It isn’t a simple switch. The binary of “Woke” / “Not Woke” is much less compelling to me than the recognition of the non-laminar continuum of decision I’m in the midst of, with less responsible choices to one side and an infinite branching topology of trade-offs and optimizations on the other side, any of which may or may not be a more worthy choice than another. That hodgepodge rainbow bridge is the one I’m working to cross.

When people ask me what Banging Rocks is about, my pat answer is “Banging Rocks uses VR and related technology for positive social impact”.

Because that’s pretty meaningless on its own, I usually end up saying something like: “What that really means is I find the people, organizations and issues that I find compelling, and find a way to bring them together into viable projects in an extremely emergent way”.

Here’s what I want that to mean. At its heart.

I’m not trying to divest myself of privilege. I’m trying to aim that privilege to where it can do the most good.

I’m White. I want to collaborate with those who aren’t to bring their voices and stories to new ears in new ways, and together to vision forward into something better than the increasingly racially charged and simplified world we’re in.

I’m a Cis Hetero Male. I want to collaborate with the LGBTQ2+ communities to help tell a story that’s about love, and about the transformative power – NOT of acceptance, because acceptance is a grudging halfway, but of enthusiastic embrace of diversity borne of an understanding that diversity is our greatest strength. Differentiation is what allows the glorious complex edge that is where Life has and will always happen.

I’ve come from an Undivided, Accepting home. I want to work with those who are building their own unity and acceptance, and who are innovating both out of their own unique brilliance and out of the necessity that comes from not having seen what that looks like in their own lives.

I come from affluence; not the mansion sort, but the never-had-to-wonder-where-my-next-meal-was-coming-from-growing-up sort. The family-has-two-cars-and-I-can-focus-on-my-studies-when-at-University sort. I want to work to build the tools that help us see how the current system works and why, and that help us imagine forward and create something more equitable, more inspiring, and more sustainable.

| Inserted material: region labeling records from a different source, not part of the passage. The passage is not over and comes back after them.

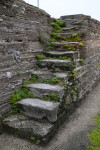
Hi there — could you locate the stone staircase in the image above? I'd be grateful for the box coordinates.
[3,15,85,144]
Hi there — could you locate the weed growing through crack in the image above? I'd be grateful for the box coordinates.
[10,86,34,113]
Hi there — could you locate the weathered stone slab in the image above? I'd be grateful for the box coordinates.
[40,59,71,67]
[3,115,54,142]
[27,83,64,101]
[32,70,69,81]
[45,50,79,59]
[18,98,60,122]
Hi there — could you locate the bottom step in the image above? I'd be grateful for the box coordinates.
[3,115,54,144]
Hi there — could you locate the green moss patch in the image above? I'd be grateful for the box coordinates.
[87,114,100,150]
[10,86,34,113]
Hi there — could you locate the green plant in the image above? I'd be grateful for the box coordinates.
[72,33,78,37]
[96,63,99,67]
[43,93,59,102]
[10,86,34,113]
[23,74,38,85]
[80,59,84,62]
[63,44,76,51]
[37,62,42,68]
[23,79,31,85]
[29,74,38,83]
[30,136,35,141]
[56,19,66,27]
[51,20,66,30]
[59,56,72,61]
[17,72,21,75]
[79,42,84,47]
[36,140,41,144]
[35,54,45,60]
[88,114,100,150]
[42,77,60,84]
[51,22,61,30]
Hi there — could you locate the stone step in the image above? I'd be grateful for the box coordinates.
[0,54,13,63]
[60,14,90,20]
[27,83,64,101]
[0,61,16,71]
[52,41,79,48]
[32,70,69,82]
[62,25,88,32]
[18,98,60,122]
[57,32,76,37]
[44,50,79,60]
[62,26,79,32]
[57,30,86,38]
[39,59,72,71]
[3,115,54,144]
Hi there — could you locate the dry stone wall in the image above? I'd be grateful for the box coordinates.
[0,0,51,115]
[72,15,100,99]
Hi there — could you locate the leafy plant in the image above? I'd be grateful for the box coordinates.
[80,59,84,62]
[66,33,82,42]
[42,77,60,84]
[30,136,35,141]
[35,54,45,60]
[88,114,100,150]
[17,71,21,75]
[96,63,99,67]
[79,42,84,47]
[36,140,41,144]
[63,44,76,51]
[10,87,34,113]
[43,93,59,102]
[23,74,38,85]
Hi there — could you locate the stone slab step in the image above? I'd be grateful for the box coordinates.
[32,70,69,83]
[62,26,79,32]
[60,14,90,20]
[32,70,69,80]
[27,83,64,101]
[57,32,76,38]
[52,41,79,47]
[18,98,60,122]
[44,51,79,59]
[39,59,71,67]
[3,115,54,144]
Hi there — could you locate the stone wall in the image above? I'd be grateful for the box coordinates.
[76,16,100,98]
[0,0,51,115]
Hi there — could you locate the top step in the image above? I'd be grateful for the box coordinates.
[60,14,91,20]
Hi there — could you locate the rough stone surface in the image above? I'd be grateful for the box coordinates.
[3,115,53,142]
[40,59,71,67]
[27,83,64,101]
[0,0,52,115]
[0,81,100,150]
[18,99,59,122]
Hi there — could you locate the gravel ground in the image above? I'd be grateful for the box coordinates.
[0,82,100,150]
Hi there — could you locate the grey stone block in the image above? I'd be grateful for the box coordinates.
[40,59,71,67]
[27,83,64,101]
[18,98,60,122]
[3,115,54,142]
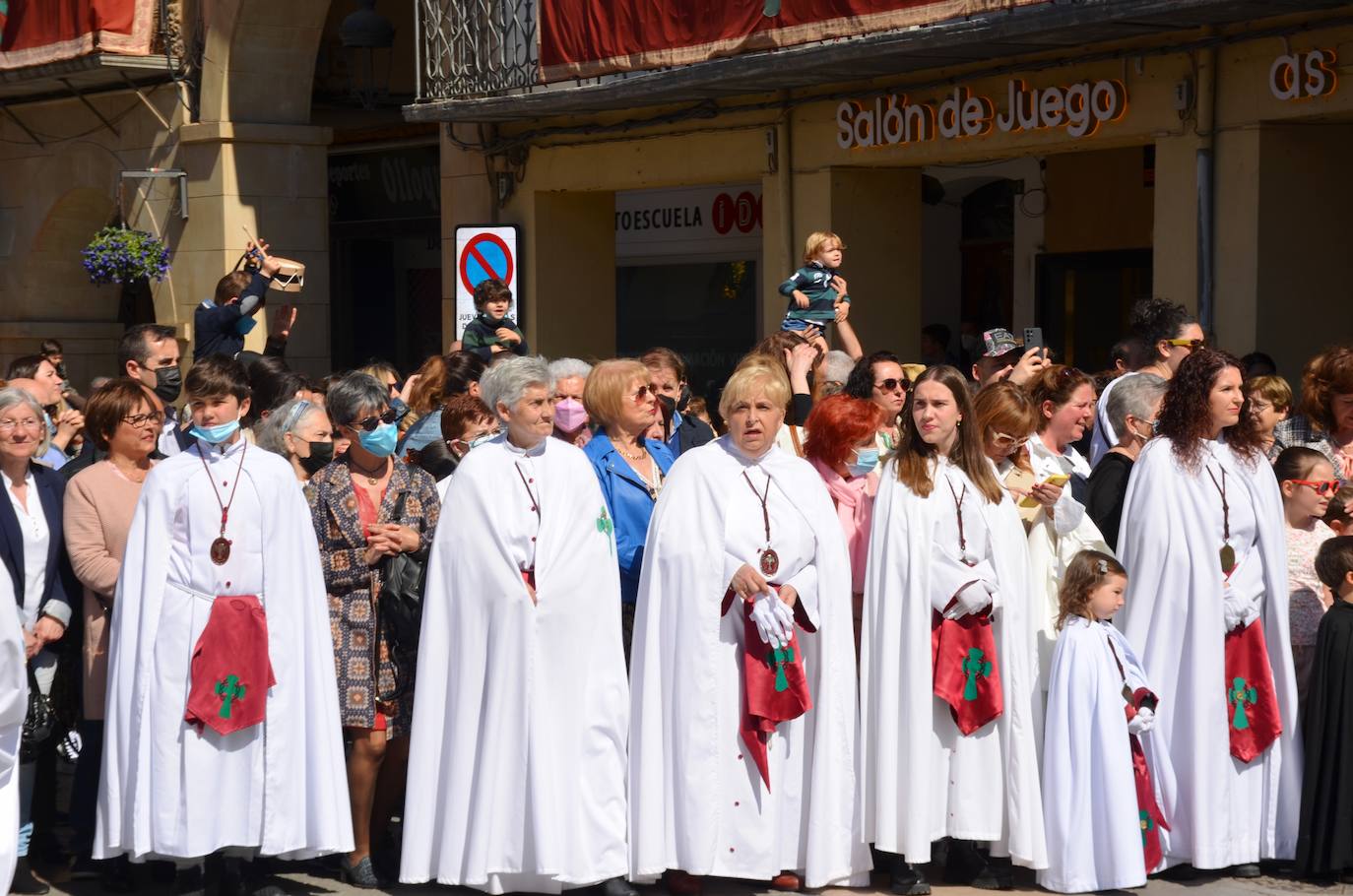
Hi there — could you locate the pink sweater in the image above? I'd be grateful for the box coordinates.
[62,460,151,719]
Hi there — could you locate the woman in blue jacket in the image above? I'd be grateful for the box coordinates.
[583,358,674,664]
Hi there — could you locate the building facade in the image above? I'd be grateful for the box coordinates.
[406,0,1353,384]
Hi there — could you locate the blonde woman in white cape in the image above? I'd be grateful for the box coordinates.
[0,567,29,893]
[629,358,870,895]
[1118,348,1302,877]
[861,367,1047,896]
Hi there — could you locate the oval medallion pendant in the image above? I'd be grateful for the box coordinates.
[211,536,230,566]
[760,548,779,578]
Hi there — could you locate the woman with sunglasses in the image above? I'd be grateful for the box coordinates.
[65,379,163,892]
[579,358,676,664]
[861,367,1047,896]
[1273,448,1339,711]
[842,352,911,458]
[306,372,441,888]
[1085,373,1169,550]
[1118,348,1302,877]
[1090,297,1205,467]
[399,353,633,896]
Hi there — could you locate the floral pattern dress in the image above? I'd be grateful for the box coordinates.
[306,460,441,737]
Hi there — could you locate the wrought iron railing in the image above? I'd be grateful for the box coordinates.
[416,0,540,100]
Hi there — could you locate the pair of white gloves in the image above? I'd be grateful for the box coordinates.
[944,579,996,618]
[752,589,795,648]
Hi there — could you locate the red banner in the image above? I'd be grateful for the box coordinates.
[0,0,159,69]
[540,0,1047,81]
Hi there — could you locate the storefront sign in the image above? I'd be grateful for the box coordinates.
[836,79,1128,149]
[1269,50,1339,100]
[615,184,762,257]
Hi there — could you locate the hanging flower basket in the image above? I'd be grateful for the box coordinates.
[80,227,169,283]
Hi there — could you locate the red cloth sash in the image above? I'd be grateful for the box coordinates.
[1226,620,1283,762]
[184,594,278,735]
[1114,687,1171,874]
[931,601,1005,736]
[725,595,813,792]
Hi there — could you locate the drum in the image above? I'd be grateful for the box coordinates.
[271,254,306,292]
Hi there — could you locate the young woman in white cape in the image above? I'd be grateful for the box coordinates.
[399,357,633,896]
[1118,348,1302,877]
[1038,550,1171,893]
[861,367,1047,895]
[629,358,870,893]
[0,567,29,893]
[94,356,352,884]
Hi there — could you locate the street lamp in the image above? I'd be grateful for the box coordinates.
[339,0,395,108]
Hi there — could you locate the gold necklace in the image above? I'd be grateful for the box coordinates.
[608,436,648,460]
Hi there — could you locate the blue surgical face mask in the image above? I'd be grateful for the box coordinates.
[846,448,878,477]
[357,423,399,458]
[188,419,239,445]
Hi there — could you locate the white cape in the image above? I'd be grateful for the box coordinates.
[1119,438,1302,869]
[629,438,870,886]
[95,443,352,860]
[401,437,629,893]
[0,568,29,893]
[861,462,1047,869]
[1038,615,1172,893]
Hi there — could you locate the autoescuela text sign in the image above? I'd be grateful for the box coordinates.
[456,224,522,340]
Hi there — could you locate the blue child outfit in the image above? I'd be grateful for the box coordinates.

I also come from the sort of affluence that is so ubiquitously colonial that the colonizer eye doesn’t even recognize it as such. I want to work to decolonize – heart, mind, language, land, economy and nationhood. I want to work with the individuals and Nations who are interested in working with a colonizer eager to acknowledge, learn, listen, document, And those who want to work together to bridge a way forward through the cascading, traumatic, ongoing apocalypse being perpetrated.

My neurodiversity gets pegged as “Gifted”. Or Weirdo. I want to work with all the other weirdos whose neurological ways of experiencing and being in the world gets judged as “not normal” to help our culture stop marginalizing them or trying to fix them and start instead to understand and support them, and ideally realize that diversity is what yields cultural robustness. I also want to work with those who feel bound to normalcy and let that bondage prevent them from actually given the amazing gifts they have to offer to the world and themselves.

I live in the land and culture where I was raised. I want to work with those forced away from their homelands. I want collaborate to build community, to document and pass on culture and cultural learning, and to help others understand the complex, nuanced and vibrant lives and trajectories that lie behind the two dimensionalizing words “immigrant” and “refugee”.

I live on stolen, unceded land and benefit daily from it. I want to partner (not appropriate) with those whose cultures have been bulldozed through settlement, systematic oppression and cultural genocide to build a functional future together that respects not only the power and wisdom of First Nations, but respects in a real and practical way the sovereignty and rights those Nations deserve.

There’s lots of ways to frame what I’m working on at Banging Rocks. This is one. If it seems wrong-headed or hearted, maybe there’s something you can teach me. If any of that resonates, maybe you’re someone I should be working with. There’s a growing group of extraordinary collaborators coming together, and an even larger web of amazing people helping transform the world that we’re beginning to tap into.

Maybe we can work together to transform things.